John Anthony, 6, walks along the shore. (Photo by John D'Arpino)

I opened the email with the subject line "Fun at Fogland," and there were photographs of two beautiful children playing at the beach.

“You know how grandparents are … my 2 youngest,” wrote John D'Arpino, a Tiverton resident and follower of this blog.

Consequently, the pictures triggered memories of me and my little brother. As children, we lived here in our own little world by the sea.

These days it is difficult to recapture the utter joy and timelessness of childhood and eradicate the noise and obligations of the adult world. But I try.

Yet, sometimes when I invite someone to visit our summer house for the first time, I am able to see the world again through child’s eyes.

This week I spent a day at the beach with Beth, a dear friend and colleague.

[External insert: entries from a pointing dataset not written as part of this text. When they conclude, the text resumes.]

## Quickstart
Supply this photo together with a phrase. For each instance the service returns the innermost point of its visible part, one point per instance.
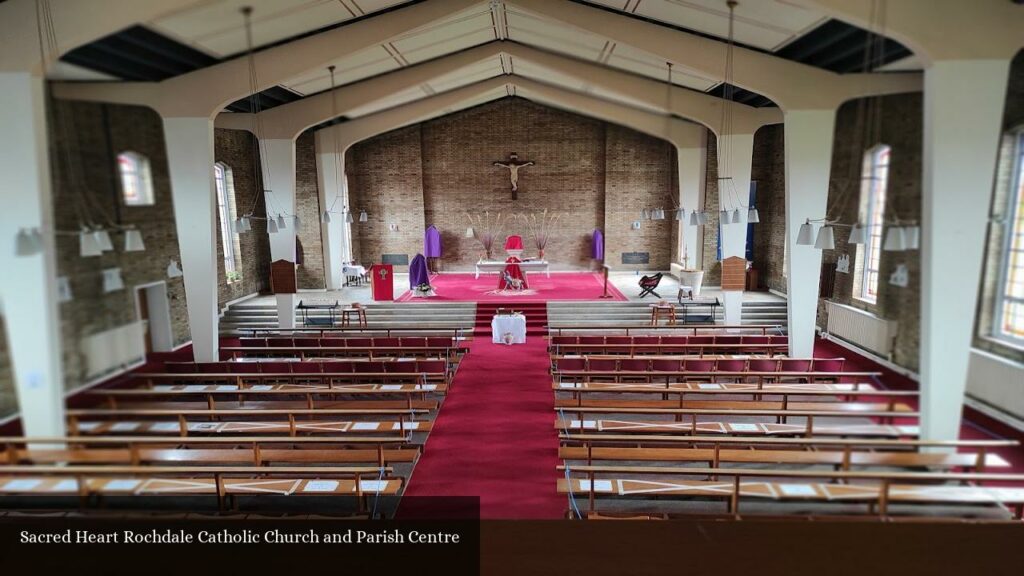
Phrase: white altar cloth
(511, 325)
(499, 265)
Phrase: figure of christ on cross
(513, 166)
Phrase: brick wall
(94, 135)
(640, 172)
(385, 178)
(433, 172)
(310, 273)
(235, 149)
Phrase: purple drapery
(597, 246)
(432, 243)
(418, 272)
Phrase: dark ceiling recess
(139, 54)
(840, 47)
(742, 96)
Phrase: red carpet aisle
(561, 286)
(969, 429)
(495, 436)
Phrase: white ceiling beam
(208, 90)
(691, 105)
(792, 85)
(938, 30)
(289, 120)
(75, 24)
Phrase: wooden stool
(656, 311)
(360, 316)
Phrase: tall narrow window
(1010, 305)
(872, 208)
(136, 182)
(225, 208)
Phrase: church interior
(570, 259)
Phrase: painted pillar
(189, 158)
(809, 135)
(28, 282)
(279, 183)
(963, 125)
(691, 162)
(734, 160)
(333, 196)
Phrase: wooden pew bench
(794, 486)
(203, 421)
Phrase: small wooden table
(656, 311)
(360, 316)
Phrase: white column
(962, 133)
(809, 135)
(189, 157)
(331, 172)
(691, 163)
(735, 158)
(27, 284)
(279, 179)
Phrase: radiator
(111, 350)
(861, 328)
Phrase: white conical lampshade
(805, 234)
(895, 240)
(88, 245)
(133, 241)
(825, 239)
(912, 237)
(856, 235)
(103, 240)
(173, 271)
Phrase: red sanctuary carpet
(974, 428)
(561, 286)
(495, 436)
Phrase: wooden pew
(892, 487)
(221, 421)
(694, 329)
(220, 482)
(258, 451)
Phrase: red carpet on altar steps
(561, 286)
(495, 436)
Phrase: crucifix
(513, 166)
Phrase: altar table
(497, 266)
(511, 324)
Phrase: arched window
(224, 181)
(136, 181)
(875, 181)
(1009, 323)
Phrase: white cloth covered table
(508, 329)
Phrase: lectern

Even after all these years, I am still drawn to the simple beauty of this town, the white country church, the winding stone walls, the first glimpse of the sparkling Sakonnet surrounded by farmland as you make the hairpin turn on Fogland Road.

So I understood perfectly when Beth got lost, passing by Four Corners Grille where we were to meet for lunch, because she was captivated by the scenery.

Isabella, 8 (John D'Arpino)
Arriving at the beach house, we parked on the front lawn and slowly ambled along the little streets. We sat on the bench overlooking the Sakonnet, offering a panoramic view of the seacoast of four towns, Tiverton, Little Compton, Middletown and Newport.

Then we walked the seashore, and I took her back in time to my childhood days of endless sunny summer hours – swimming and jumping the waves, netting crabs in the salt marsh, climbing in the boat at the crack of dawn, fishing for flounder, digging for clams in muddy waters at low tide, reading under a shady tree and sometimes doing nothing at all.

In the company of seagulls and sandpipers, we sat on a boulder, where we seemed sadly out of place.

The world we inhabit together is not at all like this; it is noisy and hyperactive.

In the Newsroom, we are bombarded with the sounds of scanners, TVs, striking keyboards, ringing phones and a barrage of voices conducting interviews.

Moreover, there are the deadlines to contend with, which motivate us to work faster and faster.

We sit near each other and rarely have time to talk.

But here at the seashore, we lose track of time as we converse; and there are pleasant spaces of silence, where we are content to just listen to the crash and fall of the waves.

“If you carry your childhood with you, you never become older,” wrote British playwright Tom Stoppard.  

Perhaps one of the special gifts the sea offers is this freedom to be our younger selves, free of entanglements and open to possibilities like a child at play.